EICMA 2019: 3 novità per Moto Morini

Le casa dell'Aquila Dorata presenta a Milano la sua Super Scrambler da 1200 cc, l'ambiziosa adventure X-CAPE e l'atletica naked 6 1/2.

Lo stand di Moto Morini al Salone EICMA 2019 non è tra quelli più imponenti presenti nei padiglioni di Rho Fiera, ma difficilmente lo troverete sgombero da appassionati intenti a rimirare le incantevoli creazioni della casa dell'Aquila Dorata, passata un anno fa sotto il munifico ombrello del gruppo cinese Zhongneng Vehicle.

Tra le moto della gamma Moto Morini in esposizione spiccano però tre modelli che rappresentano altrettante novità assolute: l'attesissima Super Scrambler, già protagonista di qualche teaser nelle giornate di avvicinamento alla kermesse milanese, e due modelli da 650 cc nati da una nuova piattaforma "seiemezzo", la naked 6 1/2 e il suo alter-ego "all-terrain" X-Cape.

Le tre novità sono inevitabilmente il bersaglio preferito dei teleobiettivi della maggior parte degli appassionati, ma aggirandosi tra i modelli dello stand Moto Morini a EICMA 2019 - all'interno del Padiglione 22 - sarà comunque facile rimanere ammaliati dall'avvenenza di tutti i modelli presenti, come la Milano o le diverse versioni della Corsaro.
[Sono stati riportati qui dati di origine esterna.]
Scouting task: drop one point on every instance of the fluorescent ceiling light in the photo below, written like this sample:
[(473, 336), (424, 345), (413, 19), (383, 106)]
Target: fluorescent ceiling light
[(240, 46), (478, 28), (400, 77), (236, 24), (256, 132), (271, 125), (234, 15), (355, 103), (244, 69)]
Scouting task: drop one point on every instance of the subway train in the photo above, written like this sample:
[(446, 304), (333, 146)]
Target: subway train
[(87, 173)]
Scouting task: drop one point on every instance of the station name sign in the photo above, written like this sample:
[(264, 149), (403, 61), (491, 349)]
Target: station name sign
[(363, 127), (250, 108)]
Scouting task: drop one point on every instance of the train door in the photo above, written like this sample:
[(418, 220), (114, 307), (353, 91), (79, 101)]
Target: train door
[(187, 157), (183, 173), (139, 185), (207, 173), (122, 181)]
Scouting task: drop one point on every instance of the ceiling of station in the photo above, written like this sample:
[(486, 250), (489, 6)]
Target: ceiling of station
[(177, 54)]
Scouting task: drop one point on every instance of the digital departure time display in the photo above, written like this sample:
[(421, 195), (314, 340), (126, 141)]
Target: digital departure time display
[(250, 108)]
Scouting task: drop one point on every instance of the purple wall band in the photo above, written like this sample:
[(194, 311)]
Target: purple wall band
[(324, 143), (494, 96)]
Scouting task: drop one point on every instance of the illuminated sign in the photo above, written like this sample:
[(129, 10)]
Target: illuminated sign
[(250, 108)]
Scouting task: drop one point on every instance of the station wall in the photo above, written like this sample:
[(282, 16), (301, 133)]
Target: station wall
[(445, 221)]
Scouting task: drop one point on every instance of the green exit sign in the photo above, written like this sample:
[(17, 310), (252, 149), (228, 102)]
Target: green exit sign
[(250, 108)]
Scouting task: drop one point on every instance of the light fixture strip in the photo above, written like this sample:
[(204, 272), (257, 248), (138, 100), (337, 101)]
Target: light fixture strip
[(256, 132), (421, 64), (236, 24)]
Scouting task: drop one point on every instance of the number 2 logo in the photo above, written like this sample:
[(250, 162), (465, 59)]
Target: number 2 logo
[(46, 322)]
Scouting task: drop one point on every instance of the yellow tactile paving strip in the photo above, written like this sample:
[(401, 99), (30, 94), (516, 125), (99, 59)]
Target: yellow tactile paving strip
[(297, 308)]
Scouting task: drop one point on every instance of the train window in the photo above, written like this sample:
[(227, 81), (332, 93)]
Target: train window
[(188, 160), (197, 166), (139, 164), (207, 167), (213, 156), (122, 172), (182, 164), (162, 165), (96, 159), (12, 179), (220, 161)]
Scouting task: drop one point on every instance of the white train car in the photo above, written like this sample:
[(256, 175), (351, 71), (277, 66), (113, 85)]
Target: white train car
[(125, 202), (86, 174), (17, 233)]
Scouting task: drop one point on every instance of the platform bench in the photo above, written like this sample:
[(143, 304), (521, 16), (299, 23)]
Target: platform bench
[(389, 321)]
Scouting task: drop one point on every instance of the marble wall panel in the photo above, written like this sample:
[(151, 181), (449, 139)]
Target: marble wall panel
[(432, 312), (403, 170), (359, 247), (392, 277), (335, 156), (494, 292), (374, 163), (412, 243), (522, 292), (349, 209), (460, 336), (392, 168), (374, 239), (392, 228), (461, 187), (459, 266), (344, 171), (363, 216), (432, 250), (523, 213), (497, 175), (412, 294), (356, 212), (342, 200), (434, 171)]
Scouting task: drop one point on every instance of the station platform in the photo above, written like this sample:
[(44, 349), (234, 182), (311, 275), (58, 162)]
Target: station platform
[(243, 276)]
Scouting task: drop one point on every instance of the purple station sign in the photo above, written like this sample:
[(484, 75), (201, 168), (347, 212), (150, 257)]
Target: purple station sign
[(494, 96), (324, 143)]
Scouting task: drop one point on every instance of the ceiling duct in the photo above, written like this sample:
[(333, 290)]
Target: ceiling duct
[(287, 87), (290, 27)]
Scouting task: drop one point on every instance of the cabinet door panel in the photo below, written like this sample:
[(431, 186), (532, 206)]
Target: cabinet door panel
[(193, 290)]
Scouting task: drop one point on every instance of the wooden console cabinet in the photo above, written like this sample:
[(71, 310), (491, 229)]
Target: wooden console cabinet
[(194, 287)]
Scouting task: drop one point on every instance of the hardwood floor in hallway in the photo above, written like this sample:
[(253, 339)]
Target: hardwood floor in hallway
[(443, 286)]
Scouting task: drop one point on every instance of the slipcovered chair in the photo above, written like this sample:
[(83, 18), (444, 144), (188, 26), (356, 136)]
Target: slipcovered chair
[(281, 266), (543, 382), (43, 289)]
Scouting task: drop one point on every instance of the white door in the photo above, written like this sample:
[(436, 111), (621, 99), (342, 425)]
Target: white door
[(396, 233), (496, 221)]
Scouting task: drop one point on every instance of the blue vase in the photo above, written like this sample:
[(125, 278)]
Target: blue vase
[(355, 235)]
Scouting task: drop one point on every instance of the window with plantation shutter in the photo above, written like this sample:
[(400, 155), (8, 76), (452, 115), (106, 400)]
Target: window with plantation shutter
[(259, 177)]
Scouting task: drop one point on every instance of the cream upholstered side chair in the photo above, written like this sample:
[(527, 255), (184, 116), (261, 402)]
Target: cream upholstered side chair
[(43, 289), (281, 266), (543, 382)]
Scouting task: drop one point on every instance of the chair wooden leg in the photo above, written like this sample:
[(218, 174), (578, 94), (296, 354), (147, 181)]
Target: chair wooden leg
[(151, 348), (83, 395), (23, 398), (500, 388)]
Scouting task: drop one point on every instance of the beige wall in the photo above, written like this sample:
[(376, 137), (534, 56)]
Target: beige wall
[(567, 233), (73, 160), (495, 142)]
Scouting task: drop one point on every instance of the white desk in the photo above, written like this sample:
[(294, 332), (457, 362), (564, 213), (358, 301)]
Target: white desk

Noi però accendiamo i riflettori sul tris di novità...

Moto Morini Super Scrambler 2020

Nelle intenzioni di Moto Morini, la sua nuova Super Scrambler da 1.200cc dovrebbe rappresentare la perfetta sintesi tra la brutale cattiveria della Scrambler 1200 e la sofisticata eleganza dell'apprezzata Milano, un'operazione che, quanto meno sul piano estetico, sembra esserle riuscita in modo egregio. La sua impostazione è tipicamente "offroad", ma senza trascurare troppo l’asfalto.

Il suo motore è il "Bialbero 1200 CorsaCorta", ovvero un bicilindrico a V di 87° da 1.187 cc con 4 valvole, raffreddamento a liquido e distribuzione bialbero conalberi a camme comandati da due catene opposte e mosse da un albero intermedio in comune. Per questa unità, il costruttore dichiara una potenza di 116 CV e 8.000 giri/min e una coppia massima di 108 Nm a 7.000 giri/min.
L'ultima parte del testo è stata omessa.